一途な海上自衛官は時を超えた最愛で初恋妻を離さない~100年越しの再愛~【自衛官シリーズ】
 その中のたまたま目についた写真に芽衣は「あ」と声を出した。魚介類の料理の写真だった。

 レストランかと思ったが、どうやらそうではなく、海をテーマにしたテーマパークのようだった。

『シーワールド』というその場所は、小さな島全体がテーマパークになっていて遊園地や水族館など家族づれや恋人同士が楽しめる施設が隣接しているようだった。水槽の中の魚に芽衣は目を輝かせた。

「わ、鰯。水族館にこんなにたくさんいるんだ! これ本当に水槽?」

「大群で泳ぐ様子を再現しているって書いてあるな」

 彼の言う通り大きな水槽の中で、たくさんの鰯が勢いよく泳いでいる。その様子に、芽衣の胸は弾んだ。

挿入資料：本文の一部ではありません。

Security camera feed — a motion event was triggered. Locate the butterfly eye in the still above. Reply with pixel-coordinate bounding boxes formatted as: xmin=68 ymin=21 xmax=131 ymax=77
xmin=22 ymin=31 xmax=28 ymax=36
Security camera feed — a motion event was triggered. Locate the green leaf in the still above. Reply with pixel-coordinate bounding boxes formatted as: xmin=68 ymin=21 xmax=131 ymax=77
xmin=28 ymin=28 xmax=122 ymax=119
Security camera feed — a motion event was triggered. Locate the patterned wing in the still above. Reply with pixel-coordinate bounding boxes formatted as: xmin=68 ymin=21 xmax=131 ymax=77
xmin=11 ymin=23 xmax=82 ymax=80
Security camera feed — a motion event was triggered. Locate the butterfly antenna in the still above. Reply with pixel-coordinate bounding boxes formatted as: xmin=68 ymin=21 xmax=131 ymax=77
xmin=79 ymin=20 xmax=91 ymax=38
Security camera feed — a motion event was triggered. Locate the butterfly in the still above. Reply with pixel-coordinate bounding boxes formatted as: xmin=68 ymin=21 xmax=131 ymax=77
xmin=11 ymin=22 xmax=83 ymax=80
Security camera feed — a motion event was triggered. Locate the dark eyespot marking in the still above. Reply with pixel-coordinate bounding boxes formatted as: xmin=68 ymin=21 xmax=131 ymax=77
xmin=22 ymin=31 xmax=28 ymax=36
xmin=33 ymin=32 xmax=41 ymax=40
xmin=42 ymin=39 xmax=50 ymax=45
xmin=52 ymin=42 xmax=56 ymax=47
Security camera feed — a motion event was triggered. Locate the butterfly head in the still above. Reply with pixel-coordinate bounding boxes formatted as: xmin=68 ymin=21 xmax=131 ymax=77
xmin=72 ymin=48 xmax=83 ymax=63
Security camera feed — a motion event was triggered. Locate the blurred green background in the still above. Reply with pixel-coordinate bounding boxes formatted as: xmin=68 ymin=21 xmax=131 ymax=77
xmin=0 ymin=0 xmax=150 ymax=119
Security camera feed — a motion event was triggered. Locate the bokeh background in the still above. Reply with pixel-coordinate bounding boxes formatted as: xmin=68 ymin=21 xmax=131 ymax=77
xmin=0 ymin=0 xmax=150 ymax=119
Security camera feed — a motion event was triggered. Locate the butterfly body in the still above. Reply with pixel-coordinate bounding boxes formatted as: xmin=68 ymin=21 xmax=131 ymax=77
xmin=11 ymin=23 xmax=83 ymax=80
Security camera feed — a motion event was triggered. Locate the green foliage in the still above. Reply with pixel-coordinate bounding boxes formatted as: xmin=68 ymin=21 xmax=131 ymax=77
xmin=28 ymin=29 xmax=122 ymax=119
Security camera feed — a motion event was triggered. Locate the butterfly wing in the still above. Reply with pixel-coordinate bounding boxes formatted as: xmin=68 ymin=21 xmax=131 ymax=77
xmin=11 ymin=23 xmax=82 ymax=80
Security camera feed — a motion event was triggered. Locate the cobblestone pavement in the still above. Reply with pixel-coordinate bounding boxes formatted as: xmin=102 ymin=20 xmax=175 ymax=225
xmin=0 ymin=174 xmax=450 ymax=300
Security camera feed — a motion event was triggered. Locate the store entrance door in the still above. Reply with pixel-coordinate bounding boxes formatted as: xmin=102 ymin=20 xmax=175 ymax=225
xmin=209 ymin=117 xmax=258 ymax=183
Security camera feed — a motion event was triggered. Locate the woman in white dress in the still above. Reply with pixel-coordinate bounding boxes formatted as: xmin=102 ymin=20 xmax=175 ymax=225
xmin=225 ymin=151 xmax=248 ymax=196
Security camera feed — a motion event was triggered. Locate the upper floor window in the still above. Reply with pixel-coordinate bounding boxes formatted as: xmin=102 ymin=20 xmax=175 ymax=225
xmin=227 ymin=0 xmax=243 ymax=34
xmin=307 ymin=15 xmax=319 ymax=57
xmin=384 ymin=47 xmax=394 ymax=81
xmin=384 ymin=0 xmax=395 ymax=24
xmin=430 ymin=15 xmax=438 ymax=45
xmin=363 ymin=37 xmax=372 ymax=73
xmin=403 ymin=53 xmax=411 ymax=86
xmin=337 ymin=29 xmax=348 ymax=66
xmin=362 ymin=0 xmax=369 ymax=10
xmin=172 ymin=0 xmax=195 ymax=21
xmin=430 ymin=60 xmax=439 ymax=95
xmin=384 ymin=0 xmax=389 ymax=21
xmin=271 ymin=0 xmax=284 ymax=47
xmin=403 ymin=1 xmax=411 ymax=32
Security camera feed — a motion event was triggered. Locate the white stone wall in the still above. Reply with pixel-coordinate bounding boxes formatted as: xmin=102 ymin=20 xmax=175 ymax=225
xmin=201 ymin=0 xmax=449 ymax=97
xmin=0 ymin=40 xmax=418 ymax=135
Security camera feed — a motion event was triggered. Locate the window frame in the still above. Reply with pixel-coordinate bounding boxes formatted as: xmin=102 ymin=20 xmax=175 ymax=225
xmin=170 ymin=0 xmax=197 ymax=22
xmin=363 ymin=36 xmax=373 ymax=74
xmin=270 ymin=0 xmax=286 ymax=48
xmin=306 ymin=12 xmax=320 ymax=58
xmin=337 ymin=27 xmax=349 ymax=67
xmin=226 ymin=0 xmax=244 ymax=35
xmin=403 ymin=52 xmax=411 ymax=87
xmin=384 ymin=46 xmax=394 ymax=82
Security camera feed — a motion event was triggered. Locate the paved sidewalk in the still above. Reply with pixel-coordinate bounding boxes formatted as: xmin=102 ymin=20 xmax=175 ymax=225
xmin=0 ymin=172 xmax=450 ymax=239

「ピカピカして綺麗……。新鮮で美味しそう。タコもいる。あ、マンボウも! マンボウって食べられるんですよ」

「聞いたことはあるな。うまいの?」

「美味しいですよ。でも私も一度しか……偶然網に引っかかった時にだけ食べられるご馳走ですから。でもここに行けばいつでも……」

 言いながらなにげなく彼を見ると、なぜか彼は笑いを堪えている。

 芽衣が首を傾げると、向こうを向いてくっくっと肩を揺らして笑い出した。

「芽衣、ここは水族館だから。このマンボウは食べれないよ。魚市場じゃないんだから……!」

 その言葉に、芽衣はようやく自分がズレたことを言ってしまったと気がついた。展示物である魚を調理する前提で見てしまっている。

「そうでした……つい」

 恥ずかしくて頬を染める。初デートにどこへ行くかの相談をしているのに、こんな時まで料理の話をするのかと呆れられてしまってもおかしくはない。

 お互いにお互いを知ることで、幻滅されないかと彼は心配したけれど、むしろそうなるのは自分の方なのかも……。

 そんなことを思う芽衣の頭に、晃輝の手が乗った。

「もう、君は……! どうしてこんなに可愛いんだ」

 優しく髪を撫でる大きな手の感触と、自分を見つめるこれ以上ないくらいの優しい眼差し、そして『可愛い』という言葉に、芽衣の胸が飛び跳ねた。